With these modifications, the FOC calibration succeeds on the 20th attempt. The debug output is the following:

Checking foc status: rslt=0, foc_status=0
Checking foc status: rslt=0, foc_status=0 timeout=0 ts=1594390337401459
Checking foc status: rslt=0, foc_status=0 timeout=1 ts=1594390337427819
Checking foc status: rslt=0, foc_status=0 timeout=2 ts=1594390337454171
Checking foc status: rslt=0, foc_status=0 timeout=3 ts=1594390337480592
Checking foc status: rslt=0, foc_status=0 timeout=4 ts=1594390337506955
Checking foc status: rslt=0, foc_status=0 timeout=5 ts=1594390337533314
Checking foc status: rslt=0, foc_status=0 timeout=6 ts=1594390337559649
Checking foc status: rslt=0, foc_status=0 timeout=7 ts=1594390337586005
Checking foc status: rslt=0, foc_status=0 timeout=8 ts=1594390337612341
Checking foc status: rslt=0, foc_status=0 timeout=9 ts=1594390337638703
Checking foc status: rslt=0, foc_status=0 timeout=10 ts=1594390337665110
Checking foc status: rslt=0, foc_status=0 timeout=11 ts=1594390337691551
Checking foc status: rslt=0, foc_status=0 timeout=12 ts=1594390337717919
Checking foc status: rslt=0, foc_status=0 timeout=13 ts=1594390337744286
Checking foc status: rslt=0, foc_status=0 timeout=14 ts=1594390337770655
Checking foc status: rslt=0, foc_status=0 timeout=15 ts=1594390337797020
Checking foc status: rslt=0, foc_status=0 timeout=16 ts=1594390337823495
Checking foc status: rslt=0, foc_status=0 timeout=17 ts=1594390337849858
Checking foc status: rslt=0, foc_status=0 timeout=18 ts=1594390337876225
Checking foc status: rslt=0, foc_status=1 timeout=19 ts=1594390337902595
Geetting offsets rslt=0, foc_status=1 ts=1594390337904053

While the calibration succeeds now, I don't understand why.
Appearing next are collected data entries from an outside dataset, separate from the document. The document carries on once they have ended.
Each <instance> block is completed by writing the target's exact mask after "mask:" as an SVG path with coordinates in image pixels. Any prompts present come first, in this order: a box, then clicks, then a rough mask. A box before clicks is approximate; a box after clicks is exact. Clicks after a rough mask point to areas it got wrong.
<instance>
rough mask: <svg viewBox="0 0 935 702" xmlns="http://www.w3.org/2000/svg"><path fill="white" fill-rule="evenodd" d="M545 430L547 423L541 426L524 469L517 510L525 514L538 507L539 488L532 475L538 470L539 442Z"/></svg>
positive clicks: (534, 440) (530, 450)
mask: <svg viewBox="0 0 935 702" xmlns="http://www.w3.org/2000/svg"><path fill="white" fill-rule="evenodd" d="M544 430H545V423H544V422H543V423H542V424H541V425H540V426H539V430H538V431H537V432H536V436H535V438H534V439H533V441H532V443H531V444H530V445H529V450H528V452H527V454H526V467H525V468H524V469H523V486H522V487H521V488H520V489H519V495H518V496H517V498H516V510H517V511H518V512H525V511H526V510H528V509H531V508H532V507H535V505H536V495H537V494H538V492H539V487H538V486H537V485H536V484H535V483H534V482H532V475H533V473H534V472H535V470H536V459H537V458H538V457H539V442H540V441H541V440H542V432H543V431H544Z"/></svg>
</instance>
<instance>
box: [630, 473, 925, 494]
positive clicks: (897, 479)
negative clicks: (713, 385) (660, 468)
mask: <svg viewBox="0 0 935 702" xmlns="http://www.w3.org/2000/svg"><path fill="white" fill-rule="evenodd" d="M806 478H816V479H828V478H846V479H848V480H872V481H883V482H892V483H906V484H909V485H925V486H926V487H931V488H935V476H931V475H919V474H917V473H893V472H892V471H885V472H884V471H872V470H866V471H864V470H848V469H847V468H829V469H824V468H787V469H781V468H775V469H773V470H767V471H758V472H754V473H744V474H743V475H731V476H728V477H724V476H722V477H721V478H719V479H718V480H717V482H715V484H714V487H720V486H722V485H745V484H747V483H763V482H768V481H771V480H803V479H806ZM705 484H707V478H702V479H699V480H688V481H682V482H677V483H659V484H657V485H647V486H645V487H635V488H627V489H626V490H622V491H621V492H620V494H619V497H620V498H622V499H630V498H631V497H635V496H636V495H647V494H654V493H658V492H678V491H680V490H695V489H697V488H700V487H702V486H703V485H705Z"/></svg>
The results of my debugging seem to contradict the datasheet, which states that the FOC routine completes within 250ms. The timestamps above are in epoch time in microseconds and show that my implementation of user_delay_ms() is working as intended. The calibration always  seems to require 20 attempts to complete, i.e. it always succeeds after timeout=19 as above. I am running this on Linux on a Raspberry Pi over I2C.

2. I have made no progress with the magnetometer self-test. Both normal and advanced self-tests fail, with BMM150_W_NORMAL_SELF_TEST_XYZ_FAIL.